CREST members and, where applicable, their CREST sponsors, or voting service provider(s), should note that EUI does not make available special procedures in CREST for any particular message. Normal system timings and limitations will, therefore, apply in relation to the input of CREST Proxy Instructions. It is the responsibility of the CREST member concerned to take (or, if the CREST member is a CREST personal member, or sponsored member, or has appointed (a) voting service provider(s), to procure that his CREST sponsor or voting service provider(s) take(s)) such action as shall be necessary to ensure that a message is transmitted by means of the CREST system by any particular time. In this connection, CREST members and, where applicable, their CREST sponsors or voting service provider(s) are referred, in particular, to those sections of the CREST Manual concerning practical limitations of the CREST system and timings.
The Company may treat as invalid a CREST Proxy Instruction in the circumstances set out in Regulation 35(5)(a) of the Uncertificated Securities Regulations 2001 (as amended).
Where the Company is required to place a statement on a website under section 527 of the Act, it must forward the statement to the Company's auditor not later than the time when it makes the statement available on the website. The business which may be dealt with at the AGM includes any statement that the Company has been required under section 527 of the Act to publish on a website.
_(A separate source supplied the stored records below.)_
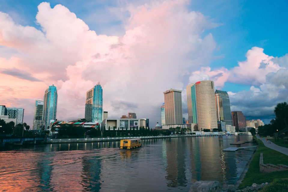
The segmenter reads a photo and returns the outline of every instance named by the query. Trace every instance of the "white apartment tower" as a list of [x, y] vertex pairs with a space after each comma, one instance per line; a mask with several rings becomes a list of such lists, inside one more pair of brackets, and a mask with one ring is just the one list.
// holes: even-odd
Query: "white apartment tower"
[[200, 130], [217, 129], [214, 82], [210, 81], [196, 84], [198, 126]]

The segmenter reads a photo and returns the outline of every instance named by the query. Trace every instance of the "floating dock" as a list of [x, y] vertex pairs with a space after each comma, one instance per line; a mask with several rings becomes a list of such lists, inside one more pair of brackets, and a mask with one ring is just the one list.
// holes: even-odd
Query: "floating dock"
[[251, 143], [253, 142], [253, 141], [239, 141], [237, 142], [236, 143], [230, 143], [230, 145], [241, 145], [241, 144], [244, 144], [246, 143]]
[[248, 146], [248, 147], [228, 147], [228, 148], [223, 149], [222, 151], [235, 151], [238, 149], [242, 149], [246, 148], [256, 147], [257, 147], [257, 146], [255, 145], [254, 146]]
The notes on the following pages give an explanation of the proposed resolutions.
For each financial year, the directors must present an independent auditor's report on the financial statements, a strategic report, a directors' report and accounts to shareholders at a general meeting. Those to be presented at the AGM are in respect of the year ended 30 June 2014.
These resolutions seek shareholder approval for the Directors' Remuneration Policy and the Directors' Remuneration Report comprising the Annual Report on Remuneration (including the Annual Statement to Shareholders by the Chairman of the Remuneration Committee). The Directors' Remuneration Report can be found on pages 62 to 86 of the 2014 Annual Report and Accounts.
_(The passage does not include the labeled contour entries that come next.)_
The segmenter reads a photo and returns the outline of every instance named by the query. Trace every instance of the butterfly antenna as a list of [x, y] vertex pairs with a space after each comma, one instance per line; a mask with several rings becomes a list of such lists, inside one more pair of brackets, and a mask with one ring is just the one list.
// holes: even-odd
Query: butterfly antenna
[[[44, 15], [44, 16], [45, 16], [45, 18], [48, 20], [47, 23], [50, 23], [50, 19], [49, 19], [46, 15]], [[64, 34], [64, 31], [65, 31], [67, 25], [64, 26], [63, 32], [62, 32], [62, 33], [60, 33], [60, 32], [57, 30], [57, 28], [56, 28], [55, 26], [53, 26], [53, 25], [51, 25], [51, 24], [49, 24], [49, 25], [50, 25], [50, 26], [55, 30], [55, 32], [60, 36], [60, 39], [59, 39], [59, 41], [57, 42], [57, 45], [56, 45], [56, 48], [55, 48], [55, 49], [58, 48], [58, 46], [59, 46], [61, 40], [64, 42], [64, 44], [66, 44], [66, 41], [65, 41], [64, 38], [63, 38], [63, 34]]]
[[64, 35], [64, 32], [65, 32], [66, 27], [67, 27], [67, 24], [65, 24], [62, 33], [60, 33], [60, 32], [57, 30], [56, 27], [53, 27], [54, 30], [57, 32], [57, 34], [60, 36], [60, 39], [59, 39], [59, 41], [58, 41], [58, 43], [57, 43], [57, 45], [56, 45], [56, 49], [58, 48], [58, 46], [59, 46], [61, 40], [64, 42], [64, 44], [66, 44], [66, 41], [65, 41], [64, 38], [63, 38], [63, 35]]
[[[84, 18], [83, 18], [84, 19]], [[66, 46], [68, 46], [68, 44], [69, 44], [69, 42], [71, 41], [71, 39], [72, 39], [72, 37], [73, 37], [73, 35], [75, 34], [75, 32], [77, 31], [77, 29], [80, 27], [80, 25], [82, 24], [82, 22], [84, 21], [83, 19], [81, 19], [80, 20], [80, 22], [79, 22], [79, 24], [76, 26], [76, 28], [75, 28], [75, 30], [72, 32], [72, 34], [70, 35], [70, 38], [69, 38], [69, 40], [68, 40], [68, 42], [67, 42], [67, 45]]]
On 1 October 2013 new regulations came into force which, require the Company to present to shareholders:
Resolution 2 seeks shareholder approval for the Directors' Remuneration Policy which can be found on pages 64 to 74 of the 2014 Annual Report and Accounts. If approved, the policy will be effective from 12 November 2014 (i.e. immediately following the AGM) until the conclusion of the 2017 AGM, provided that no changes are required to the policy during this period. If any changes are required, the policy will be re-presented to shareholders for approval. Once the policy comes into effect, all payments to directors and former directors will be made in accordance with the policy (unless payment has been separately approved by a shareholder resolution). Payments to directors will continue in line with existing contractual arrangements until the policy comes into effect or, in the event the policy is not approved, until such time as a revised policy is approved by the shareholders.
Resolution 3 seeks approval for the Annual Report on Remuneration (including the Annual Statement from the Chairman of the Remuneration Committee) which can be found on pages 62 to 63 and 75 to 86 of the 2014 Annual Report and Accounts. The Annual Report on Remuneration sets out the remuneration outcomes for the financial year ended 30 June 2014 and how the policy, once approved, will be implemented throughout the 2014/15 financial year. This report will be subject to an advisory vote.
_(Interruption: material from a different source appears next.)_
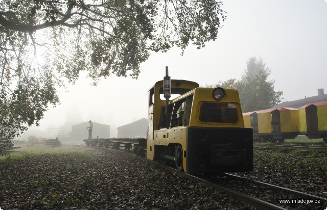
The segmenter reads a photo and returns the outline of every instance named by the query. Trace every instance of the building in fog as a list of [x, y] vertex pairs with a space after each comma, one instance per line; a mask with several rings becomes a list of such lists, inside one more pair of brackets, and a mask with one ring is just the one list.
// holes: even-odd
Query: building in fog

The directors recommend the payment of a final dividend of 7.1 pence per share in respect of the year ended 30 June 2014. If approved the dividend will be paid on 20 November 2014 to those shareholders on the register at the close of business on 31 October 2014.
Subject to the final dividend, as set out in resolution 4 in this Notice, being approved by shareholders at the AGM, the Company will once again be offering a Dividend Re-Investment Plan (the 'DRIP'). For the financial year ended 30 June 2014, and future years, the DRIP will be provided and administered by the DRIP administrators, Capita IRG Trustees Limited, which is authorised and regulated by the Financial Conduct Authority. The DRIP will offer shareholders the opportunity to elect to invest cash dividends received on their Ordinary Shares, in purchasing further Ordinary Shares in the Company. These shares would be bought in the market, on competitive dealing terms.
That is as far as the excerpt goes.